Under the legislation, other funds that would come to Arkansas include $23 million over five years to defend against wildfires, $16 million to shield against cyberattacks and about $117 million for airport infrastructure development, according to White House estimates.
An estimated $54 million is included for expanding a charging network for electric vehicles in Arkansas over five years. State officials have been trying to grow the number of charging stations in Arkansas, which has ranked in the bottom quarter of states when it comes to availability of the stations.
The electric vehicle industry has been expanding, with some manufacturers, like General Motors, pledging to eliminate gas and diesel "light-duty" cars and SUVs by 2035.
While Hutchinson praised the passage of the infrastructure legislation "for setting aside partisan differences to pass a bill that works for the American people," Arkansas' all-Republican congressional delegation unanimously opposed the bill.
Mostly, the delegation members said that infrastructure investment was needed, but that this legislation went beyond infrastructure and carried too hefty of a price tag.
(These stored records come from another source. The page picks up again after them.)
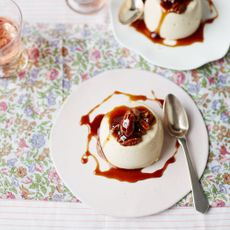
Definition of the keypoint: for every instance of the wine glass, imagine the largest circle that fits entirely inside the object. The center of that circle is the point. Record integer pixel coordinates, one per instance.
(85, 6)
(13, 57)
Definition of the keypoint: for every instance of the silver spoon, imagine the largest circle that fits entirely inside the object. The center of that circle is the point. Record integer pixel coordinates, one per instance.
(130, 11)
(176, 121)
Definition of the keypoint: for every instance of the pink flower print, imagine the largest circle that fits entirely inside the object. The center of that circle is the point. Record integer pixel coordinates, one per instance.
(39, 168)
(95, 55)
(10, 195)
(84, 76)
(22, 143)
(179, 78)
(223, 150)
(27, 180)
(34, 54)
(211, 80)
(218, 203)
(125, 52)
(53, 74)
(22, 74)
(3, 106)
(53, 176)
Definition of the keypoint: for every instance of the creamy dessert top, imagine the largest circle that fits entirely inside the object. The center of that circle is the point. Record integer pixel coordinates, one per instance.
(173, 19)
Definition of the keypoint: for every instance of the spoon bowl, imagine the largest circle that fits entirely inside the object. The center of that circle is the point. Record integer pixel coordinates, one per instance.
(177, 124)
(176, 118)
(130, 11)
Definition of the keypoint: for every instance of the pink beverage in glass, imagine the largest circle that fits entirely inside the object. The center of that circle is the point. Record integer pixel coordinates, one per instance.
(12, 56)
(85, 6)
(10, 42)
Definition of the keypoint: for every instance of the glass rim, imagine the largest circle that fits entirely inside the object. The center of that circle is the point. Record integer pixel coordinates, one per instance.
(19, 24)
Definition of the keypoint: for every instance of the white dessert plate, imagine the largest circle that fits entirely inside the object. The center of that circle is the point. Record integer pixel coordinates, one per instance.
(111, 196)
(215, 46)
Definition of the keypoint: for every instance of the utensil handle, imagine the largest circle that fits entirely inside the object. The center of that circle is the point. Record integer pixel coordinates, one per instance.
(200, 201)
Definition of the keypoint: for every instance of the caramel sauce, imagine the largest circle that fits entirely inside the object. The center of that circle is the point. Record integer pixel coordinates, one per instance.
(135, 175)
(128, 125)
(155, 37)
(175, 6)
(131, 176)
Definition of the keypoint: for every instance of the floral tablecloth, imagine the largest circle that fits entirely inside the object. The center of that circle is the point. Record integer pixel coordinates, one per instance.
(61, 56)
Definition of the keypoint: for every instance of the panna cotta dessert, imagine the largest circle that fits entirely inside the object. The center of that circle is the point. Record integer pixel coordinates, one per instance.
(131, 137)
(173, 19)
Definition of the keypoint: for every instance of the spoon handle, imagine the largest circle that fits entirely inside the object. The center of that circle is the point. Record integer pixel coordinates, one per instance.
(200, 201)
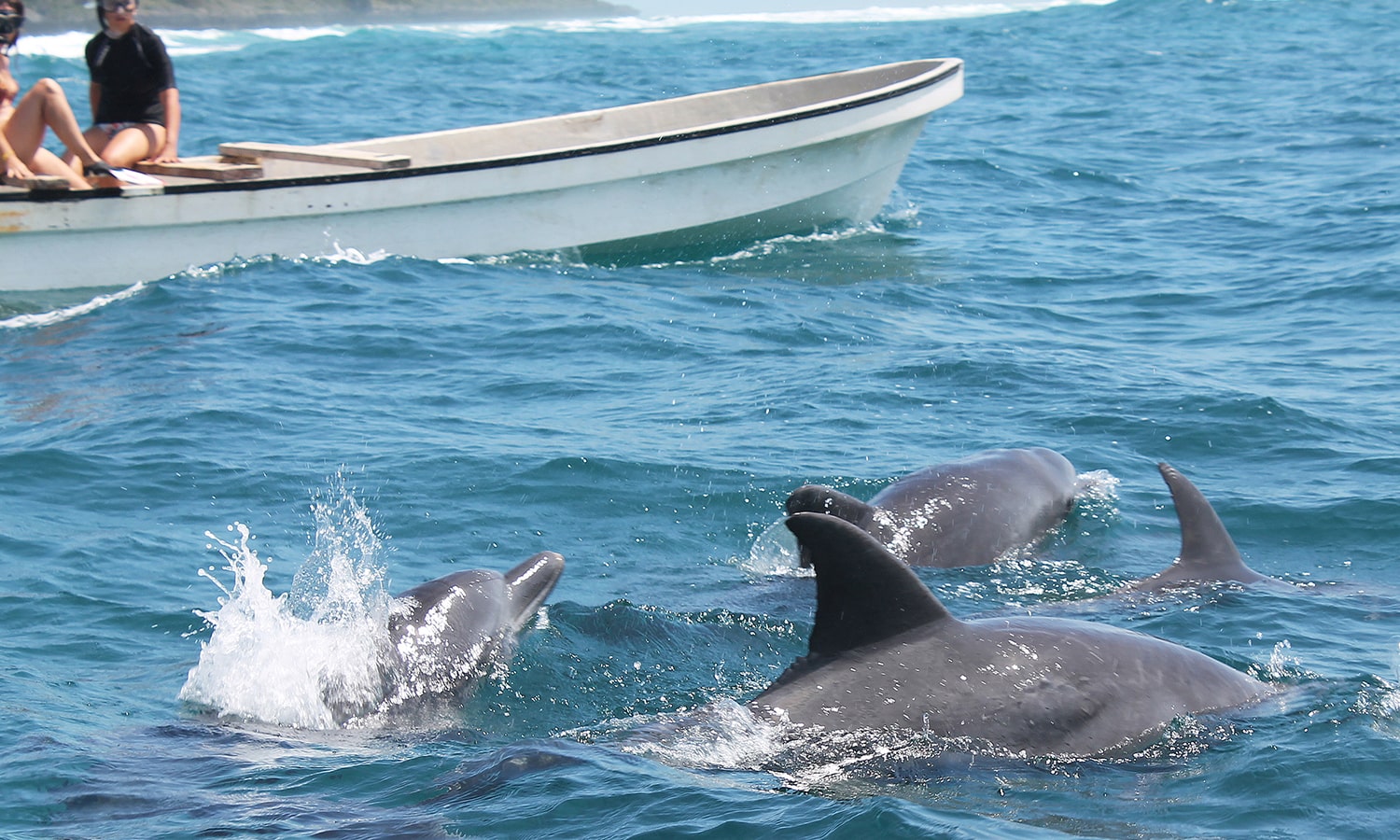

U.S. Rep. Steve Womack, R-Ark., issued a statement on the bill clearing the House, saying the infrastructure package was "a shill for the Green New Deal."
"We are talking about building a modernized system through strategic investments in things like roads, bridges, tunnels, and broadband. This bill is anything but that," he said in the statement.
U.S. Sen. Tom Cotton, R-Ark., criticized the legislation after it passed in the Senate in August with support of top Republicans.
"Arkansans support real infrastructure projects like roads, bridges, waterways, rural broadband, and ongoing maintenance," Cotton said in a statement. "They do not want President Biden's 'social infrastructure' and climate alarmism, especially under the threat of increased inflation and higher taxes."
Grant Tennille, chair of the Democratic Party of Arkansas, slammed Arkansas Republicans for not backing the infrastructure measure, arguing that the state for years has endured "critically bad infrastructure."
Arkansas Republicans "voted against funding our state's needs, but you can bet we'll see them rushing to take credit at ribbon cuttings for projects they wouldn't even vote to fund," Tennille said in a statement Monday.
Information for this article was contributed by staff members of The Associated Press and by Noel Oman, Michael R. Wickline and Ashton Eley of the Arkansas Democrat-Gazette.